TALLINN - Distinguished leaders from across Europe gathered at Kadriorg Palace to pay respects to one of Estonia's most beloved presidents on March 26. Lennart Meri was quietly laid to rest in the company of his closest friends and family at Forest Cemetary, after an elegant public service in Tallinn's Kaarli Church.
"Meri believed in the ability of personality to shape history, and that small countries could play a special role in today's world. Steadfast and charismatic, he gave others confidence in him and in Estonia," President Arnold Ruutel said during the Kadriorg Palace ceremony. Ruutel said that, as a statesman, Meri applied his unique skill to change the pace of time. "Meri was a valuable contribution to speeding up the turn of Estonia's life for the better."
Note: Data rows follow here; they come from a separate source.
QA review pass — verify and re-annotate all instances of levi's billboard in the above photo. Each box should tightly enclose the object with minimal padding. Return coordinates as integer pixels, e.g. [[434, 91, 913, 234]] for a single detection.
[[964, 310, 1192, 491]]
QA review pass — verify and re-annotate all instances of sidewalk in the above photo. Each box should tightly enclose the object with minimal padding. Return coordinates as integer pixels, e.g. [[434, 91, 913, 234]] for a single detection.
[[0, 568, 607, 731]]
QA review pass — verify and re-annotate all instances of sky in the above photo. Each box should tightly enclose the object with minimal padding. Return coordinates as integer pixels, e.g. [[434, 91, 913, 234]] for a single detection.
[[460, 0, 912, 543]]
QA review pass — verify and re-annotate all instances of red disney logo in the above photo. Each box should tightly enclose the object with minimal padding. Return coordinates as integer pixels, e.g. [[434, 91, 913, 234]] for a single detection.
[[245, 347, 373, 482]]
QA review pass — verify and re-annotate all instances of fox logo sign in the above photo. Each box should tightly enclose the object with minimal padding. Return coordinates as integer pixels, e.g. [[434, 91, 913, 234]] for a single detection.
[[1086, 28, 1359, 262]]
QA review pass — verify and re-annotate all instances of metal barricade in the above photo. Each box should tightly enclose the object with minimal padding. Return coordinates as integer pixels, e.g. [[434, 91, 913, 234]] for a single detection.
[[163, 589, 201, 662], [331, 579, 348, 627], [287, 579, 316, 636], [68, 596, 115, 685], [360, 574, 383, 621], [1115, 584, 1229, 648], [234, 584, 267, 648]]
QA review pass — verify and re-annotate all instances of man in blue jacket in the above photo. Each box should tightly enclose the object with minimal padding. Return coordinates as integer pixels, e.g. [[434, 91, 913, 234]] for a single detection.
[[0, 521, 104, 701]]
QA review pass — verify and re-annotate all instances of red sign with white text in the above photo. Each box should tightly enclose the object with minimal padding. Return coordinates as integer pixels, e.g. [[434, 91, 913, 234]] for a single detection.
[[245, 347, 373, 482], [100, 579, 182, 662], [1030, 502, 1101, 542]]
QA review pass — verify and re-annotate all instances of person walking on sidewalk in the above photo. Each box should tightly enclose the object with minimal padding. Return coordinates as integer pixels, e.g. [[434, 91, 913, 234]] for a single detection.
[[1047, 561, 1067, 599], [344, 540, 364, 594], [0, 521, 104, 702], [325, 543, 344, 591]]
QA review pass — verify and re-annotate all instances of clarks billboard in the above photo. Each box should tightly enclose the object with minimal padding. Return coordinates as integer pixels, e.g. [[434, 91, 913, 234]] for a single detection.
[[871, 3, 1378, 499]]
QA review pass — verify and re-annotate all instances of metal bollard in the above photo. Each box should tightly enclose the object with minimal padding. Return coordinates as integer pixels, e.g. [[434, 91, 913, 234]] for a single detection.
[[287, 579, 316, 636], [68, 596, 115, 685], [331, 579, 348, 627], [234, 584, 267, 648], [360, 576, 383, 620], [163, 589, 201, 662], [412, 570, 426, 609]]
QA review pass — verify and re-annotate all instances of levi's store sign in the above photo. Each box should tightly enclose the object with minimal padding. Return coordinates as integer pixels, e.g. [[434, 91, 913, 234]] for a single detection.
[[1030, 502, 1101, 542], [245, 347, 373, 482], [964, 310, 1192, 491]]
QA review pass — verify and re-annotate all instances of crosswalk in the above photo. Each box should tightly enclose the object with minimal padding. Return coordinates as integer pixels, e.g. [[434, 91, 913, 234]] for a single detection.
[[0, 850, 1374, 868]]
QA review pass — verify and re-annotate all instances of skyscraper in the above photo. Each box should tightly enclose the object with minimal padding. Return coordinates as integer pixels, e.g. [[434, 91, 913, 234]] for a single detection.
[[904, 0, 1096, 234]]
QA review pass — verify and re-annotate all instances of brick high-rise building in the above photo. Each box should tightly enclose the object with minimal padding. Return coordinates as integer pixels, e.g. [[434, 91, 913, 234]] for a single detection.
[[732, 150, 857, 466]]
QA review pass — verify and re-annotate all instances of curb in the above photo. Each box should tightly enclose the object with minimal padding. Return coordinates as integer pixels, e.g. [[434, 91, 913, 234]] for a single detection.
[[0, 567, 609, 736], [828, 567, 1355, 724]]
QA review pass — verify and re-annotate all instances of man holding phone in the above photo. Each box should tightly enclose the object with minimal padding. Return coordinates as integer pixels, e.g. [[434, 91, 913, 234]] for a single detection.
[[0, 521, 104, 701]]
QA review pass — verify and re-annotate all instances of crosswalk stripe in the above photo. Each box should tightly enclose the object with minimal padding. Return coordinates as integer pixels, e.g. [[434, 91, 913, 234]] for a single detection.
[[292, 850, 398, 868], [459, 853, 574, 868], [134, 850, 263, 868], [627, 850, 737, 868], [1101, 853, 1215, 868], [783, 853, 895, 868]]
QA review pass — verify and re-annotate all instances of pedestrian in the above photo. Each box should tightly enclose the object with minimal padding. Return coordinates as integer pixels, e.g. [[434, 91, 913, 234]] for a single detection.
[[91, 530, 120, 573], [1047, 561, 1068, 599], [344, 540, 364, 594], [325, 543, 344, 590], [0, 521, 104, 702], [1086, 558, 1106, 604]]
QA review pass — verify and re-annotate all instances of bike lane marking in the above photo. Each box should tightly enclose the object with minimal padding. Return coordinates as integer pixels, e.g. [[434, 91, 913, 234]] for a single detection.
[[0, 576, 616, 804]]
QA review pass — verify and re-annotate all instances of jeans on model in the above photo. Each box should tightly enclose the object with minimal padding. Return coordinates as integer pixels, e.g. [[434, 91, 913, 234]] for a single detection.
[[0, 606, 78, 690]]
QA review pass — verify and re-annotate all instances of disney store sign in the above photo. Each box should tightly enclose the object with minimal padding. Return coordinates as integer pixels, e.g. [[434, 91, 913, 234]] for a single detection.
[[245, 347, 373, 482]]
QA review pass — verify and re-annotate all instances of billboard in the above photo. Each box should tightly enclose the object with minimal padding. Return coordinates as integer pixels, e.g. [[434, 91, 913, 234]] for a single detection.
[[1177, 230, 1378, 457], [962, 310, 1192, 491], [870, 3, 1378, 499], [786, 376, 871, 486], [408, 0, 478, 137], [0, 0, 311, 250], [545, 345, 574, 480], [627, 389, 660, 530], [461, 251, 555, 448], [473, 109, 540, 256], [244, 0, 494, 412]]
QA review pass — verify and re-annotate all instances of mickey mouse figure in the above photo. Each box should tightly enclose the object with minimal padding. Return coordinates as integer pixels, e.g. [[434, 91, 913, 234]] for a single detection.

Finnish President Tarja Halonen spoke on behalf of foreign delegations. "Though we miss him and mourn him, we're comforted by fond memories of a person who was truly unique," she said in Estonian. "He was a man who achieved much during his lifetime. Lennart Meri was a deep-thinking humanist who had a special affinity with the Finno-Ugric peoples. He worked tirelessly to improve the prosperity and well-being of the people of Estonia."
The Finnish president said that the events that led to Estonia's re-independence linked the Baltic state's fate even closer to Finland. "For us Finns, he was a fascinating cousin, a cosmopolitan and an artist. For us, he was the new Estonia," Halonen said.
The church service, which proceeded the Kadriorg Palace ceremony, was headed by Archbishop of the Estonian Evangelical Lutheran Church Andres Poder. At the end of the funeral, church bells tolled across Estonia for 10 minutes.
Later that afternoon, Arnold Ruutel met in Kadriorg Palace's Museum of Art with current and former European heads of state who had arrived for Meri's funeral. The gathering was attended by Finnish President Tarja Halonen, Latvian President Vaira Vike-Freiberga and Lithuanian President Valdas Adamkus, along with former Finnish presidents Mauno Koivisto and Martti Ahtisaari, former Latvian President Guntis Ulmanis, former Lithuanian heads of state Algirdas Brazauskas and Vytautas Landsbergis, as well as German ex-President Roman Herzog.
Those present reminisced about Meri's activities as head of state. Fond speeches in memory of the former president were made at the reception by Vike-Freiberga, Adamkus and Icelandic President Olafur Ragnar Grimsson.
At the moment of Meri's burial, defense forces fired an artillery salute, and an honorary guard stood by his grave until sunrise. The former president died after a prolonged illness on March 14. He was 76.